The Indian effort has not been so heartening. The government is barely involved in the promotion of awareness about these diseases let alone any other work in this direction. It is only organisations like the Organisation for Rare Diseases in India and a couple of other NGOs that are active in the field. There is no legislation in India to promote orphan drug development.
The patent regime itself does not inherently cater to the interests of patients who are in the minority (orphan disease patients). Companies are often posed with problems such as generic manufacturing which eats away their market share. Now while generics might increase access in the case of ordinary drugs with a large patient base for sale, in the case of orphan drugs it is just going to eat away the already miniscule patient base that an innovator has to sell to, thereby drastically reducing his incentive to innovate. There are two considerations here incentivizing the innovation of a treatment and, finding ways for it to be accessible. The first issue is of more importance though and should be treated as such. It would be worth the high price since having ?a? treatment, even if expensive, is simply better than no treatment at all. Another important problem that the Indian patent regime poses to development of orphan drugs is S. 3(d). A lot of orphan drugs are often pre-existing drugs (read on page 7 here) that are discovered to have multiple functions. Now, S. 3(d) may not allow for such molecules to be granted protection for their rare disease application as it prevents the patenting of the mere discovery of any new property or new use for a known substance.

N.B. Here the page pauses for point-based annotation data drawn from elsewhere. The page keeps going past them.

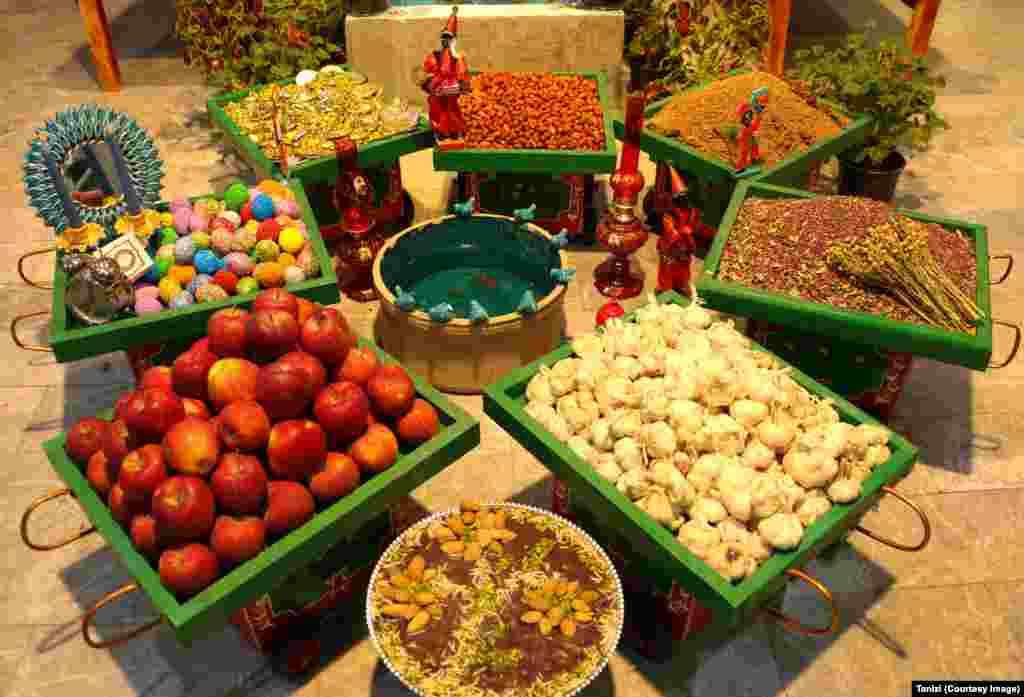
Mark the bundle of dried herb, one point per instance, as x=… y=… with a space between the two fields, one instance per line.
x=895 y=258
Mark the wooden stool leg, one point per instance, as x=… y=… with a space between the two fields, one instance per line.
x=98 y=30
x=920 y=32
x=778 y=11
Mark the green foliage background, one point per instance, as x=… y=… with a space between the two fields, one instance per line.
x=236 y=46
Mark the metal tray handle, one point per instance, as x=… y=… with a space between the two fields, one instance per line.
x=56 y=493
x=798 y=626
x=90 y=615
x=1016 y=347
x=20 y=344
x=46 y=287
x=1006 y=274
x=925 y=523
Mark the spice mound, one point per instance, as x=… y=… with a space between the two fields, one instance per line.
x=708 y=435
x=785 y=246
x=532 y=111
x=494 y=601
x=701 y=119
x=333 y=105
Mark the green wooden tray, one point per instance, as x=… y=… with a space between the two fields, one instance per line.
x=505 y=400
x=546 y=162
x=460 y=433
x=72 y=340
x=373 y=154
x=718 y=178
x=856 y=328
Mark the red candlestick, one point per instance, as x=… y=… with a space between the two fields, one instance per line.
x=621 y=231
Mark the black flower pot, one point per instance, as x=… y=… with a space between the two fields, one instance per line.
x=869 y=179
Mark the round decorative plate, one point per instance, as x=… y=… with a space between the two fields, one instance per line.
x=494 y=601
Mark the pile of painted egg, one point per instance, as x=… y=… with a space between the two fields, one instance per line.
x=250 y=240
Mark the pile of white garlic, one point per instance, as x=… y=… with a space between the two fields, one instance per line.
x=709 y=436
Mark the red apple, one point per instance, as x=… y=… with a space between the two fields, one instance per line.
x=358 y=366
x=420 y=424
x=196 y=407
x=226 y=332
x=190 y=371
x=239 y=483
x=84 y=438
x=244 y=426
x=327 y=336
x=100 y=474
x=186 y=570
x=192 y=446
x=337 y=477
x=289 y=506
x=343 y=409
x=124 y=507
x=144 y=535
x=306 y=309
x=391 y=391
x=184 y=509
x=310 y=364
x=159 y=376
x=375 y=450
x=276 y=299
x=231 y=380
x=296 y=448
x=238 y=539
x=142 y=471
x=284 y=391
x=152 y=411
x=271 y=334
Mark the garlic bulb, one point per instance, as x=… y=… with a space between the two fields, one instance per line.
x=539 y=388
x=844 y=490
x=629 y=453
x=730 y=560
x=810 y=470
x=659 y=439
x=634 y=483
x=606 y=466
x=601 y=436
x=781 y=531
x=698 y=537
x=589 y=345
x=627 y=425
x=681 y=493
x=708 y=510
x=812 y=508
x=656 y=505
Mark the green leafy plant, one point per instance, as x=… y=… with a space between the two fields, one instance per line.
x=886 y=82
x=239 y=44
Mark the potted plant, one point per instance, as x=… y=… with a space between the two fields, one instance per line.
x=888 y=83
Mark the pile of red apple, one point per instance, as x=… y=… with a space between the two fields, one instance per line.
x=243 y=438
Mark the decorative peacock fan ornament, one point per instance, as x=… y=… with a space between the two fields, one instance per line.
x=74 y=137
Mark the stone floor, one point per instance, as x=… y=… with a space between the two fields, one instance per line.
x=951 y=611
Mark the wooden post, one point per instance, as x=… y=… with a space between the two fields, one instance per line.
x=98 y=30
x=778 y=11
x=920 y=32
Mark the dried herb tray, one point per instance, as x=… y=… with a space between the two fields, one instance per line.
x=859 y=329
x=73 y=341
x=718 y=178
x=505 y=401
x=325 y=169
x=539 y=161
x=209 y=610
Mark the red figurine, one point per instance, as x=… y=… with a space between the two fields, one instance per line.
x=448 y=79
x=750 y=115
x=676 y=246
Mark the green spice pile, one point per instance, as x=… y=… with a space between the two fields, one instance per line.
x=782 y=246
x=700 y=118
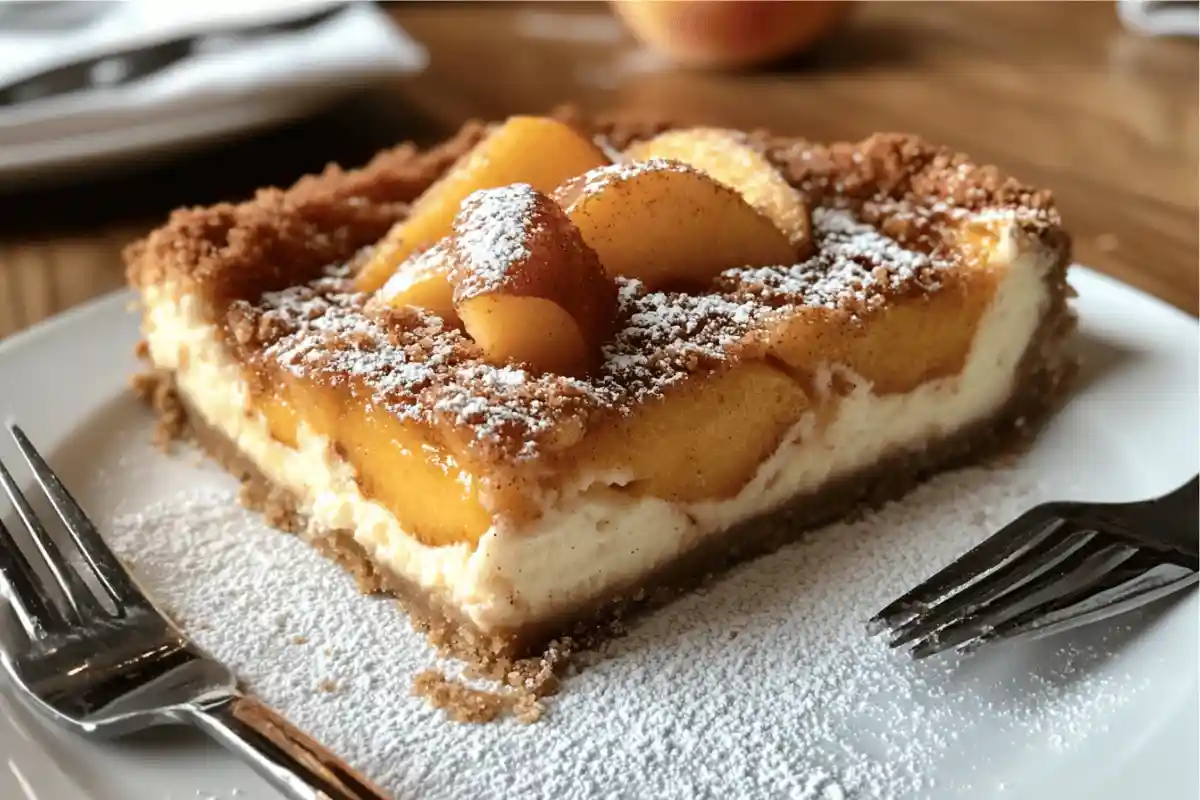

The point of this rather long and painful rant is that much more policy discussion needs to be had on this often neglected issue which hopefully might generate some reform. IP law alone does not provide an adequate solution to this tricky problem. Government efforts in terms of legislation (that grants exclusivity as well as patent protection) as well as subsidisation are the need of the hour. The United States Orphan Drug Act is definitely an example to follow, and its success is indeed heartening.